– Да ты и так всю неделю в игре зависаешь… – Она заходит следом в мою комнату и плюхается поперек кровати.

– Угу, – на автомате соглашаюсь я, запуская игру вместе с игровым чатом.

Как обычно во время командного поединка в чате кипят страсти – пацаны рассказывают на матах, как будут друг друга драть. Я тоже вставляю свои пять копеек, чисто потроллить некоторых самых буйных, но затем рядом подсаживается Сонька, и я сворачиваю чат. При ней я типа не выражаюсь.

– Ну поедем в клуб? – льнет Сонька. – Ну, Ста-а-ас… Ну, пожалуйста… Все там… все нас ждут… Мне так грустно…

Вздохнув, смотрю, как монстр возносит надо мной клинок и вырубаю игру. Разворачиваюсь вместе с креслом к ней.

– Ладно. Только ты никуда не встреваешь, – диктую ей условия, – пьешь один сок, отношения ни с кем не выясняешь и от меня ни на шаг…

– Будет сделано, мой командир! – рапортует довольная Сонька, прикладывая ладонь к виску. – И если ты про Шаманского, то я с ним порвала!

– Надеюсь, – отвечаю, сразу мрачнея. – А то я сам его порву.

Шаманский па́рил моей Соньке мозг последние года два. Я говорил ей, что с ним ловить нечего, но она заверяла: «Стас, ты ничего не понимаешь! Мы с Алексом любим друг друга. Ты всех по себе равняешь. А если бы ты когда-нибудь кого-нибудь любил, ты бы меня понял...».

После этой любви Сонька почти неделю выла белугой, ничего не ела и обещала умереть. Еле ее в чувство привел.

Сам Шаманский жив до сих пор только потому, что ума хватило ее не тронуть.

Поднимаюсь с кресла, беру телефон. Сонька в ажиотаже подскакивает и, пританцовывая, выходит следом.

***

В «Риоте» уже собрались все наши: Милош, Рус, Влад, Алка и, само собой, Яна. Ее старшему брату принадлежит этот клуб, куда простым смертным вход заказан, за что мы и уважаем это место.

– Оу, на свободу с чистой совестью? – встречают меня наши.

– Наконец-то, Стас! – воркует Яна. – Мы уже заскучали! А ты соскучился?

– Безумно, – улыбаюсь я.

– Батя у вас, конечно, жестит, – хмыкает Влад. – Я вон вообще летом тачку отца разбил в хлам. Нулевую! Так он и то… ну, повзбухал и всё. А тут… из-за какой-то старой дуры…

– Именно! Ну, реально, что такого, да? Прикололись немного и всё… Кто виноват, что эта убогая такая припадочная? С чего вообще к нам стали брать каких-то фриков?
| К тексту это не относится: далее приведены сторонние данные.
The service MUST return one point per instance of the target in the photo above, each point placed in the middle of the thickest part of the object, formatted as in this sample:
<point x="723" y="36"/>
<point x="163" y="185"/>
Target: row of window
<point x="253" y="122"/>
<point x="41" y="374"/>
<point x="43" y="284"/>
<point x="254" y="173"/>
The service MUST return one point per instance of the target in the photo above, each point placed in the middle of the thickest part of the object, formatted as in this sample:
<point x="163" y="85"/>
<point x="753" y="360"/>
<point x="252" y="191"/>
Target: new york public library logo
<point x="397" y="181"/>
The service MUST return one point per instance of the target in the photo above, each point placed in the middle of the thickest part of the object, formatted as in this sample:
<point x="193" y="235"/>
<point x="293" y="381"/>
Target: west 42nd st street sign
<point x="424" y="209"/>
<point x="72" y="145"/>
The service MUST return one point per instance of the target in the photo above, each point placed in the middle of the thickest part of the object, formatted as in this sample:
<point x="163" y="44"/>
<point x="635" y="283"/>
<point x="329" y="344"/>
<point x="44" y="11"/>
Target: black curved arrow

– Да! – с жаром подхватывает Сонька. – Я тоже офигела, когда папа так вызверился на Стаса из-за этой старой коряги. Это же обычный прикол… Еще и Платонов такой типа: она из-за него теперь плохо говорит и еле ходит. В смысле, из-за него?! А до этого она что, песни пела и бегала? Нормально придумала, да? Свалить на Стаса всё… Но! Вы еще не знаете главную новость. Это просто атас…

Наши сразу затихают.

– У нее, оказывается, есть дочка. Как мы возрастом. И эта коряга шантажом заставила Платона взять ее к нам. В наш класс. Бесплатно. Прикиньте, ушлая какая? Судом грозилась. И теперь дочурка этой убогой будет учиться с нами, сидеть с нами, блин… есть с нами…

– Они там совсем с ума посходили? – возмущается Яна. – Мы платим бабки за то, чтобы не учиться в этих бомжатниках. Так они решили сделать бомжатник у нас? И что, никто не против?

– Мы – против, но нас как бы не особо спрашивают. Папа вообще разорался…

– И когда это чудо к нам заявится?

– Уже завтра! – восклицает Сонька и переводит обеспокоенный взгляд на меня. – Стас, ну что ты молчишь? Она не должна у нас учиться. Не должна!

– Значит, не будет, – пожимаю я плечами.

– Как?

– Сама уйдет. Сбежит. И месяца не продержится.

Сонька несколько секунд смотрит на меня, соображая, потом удовлетворенно улыбается в ответ.

– Мне уже жалко эту дурочку, – вздыхает Алка. – Но она сама виновата. Пусть спасибо скажет своей убогой мамаше.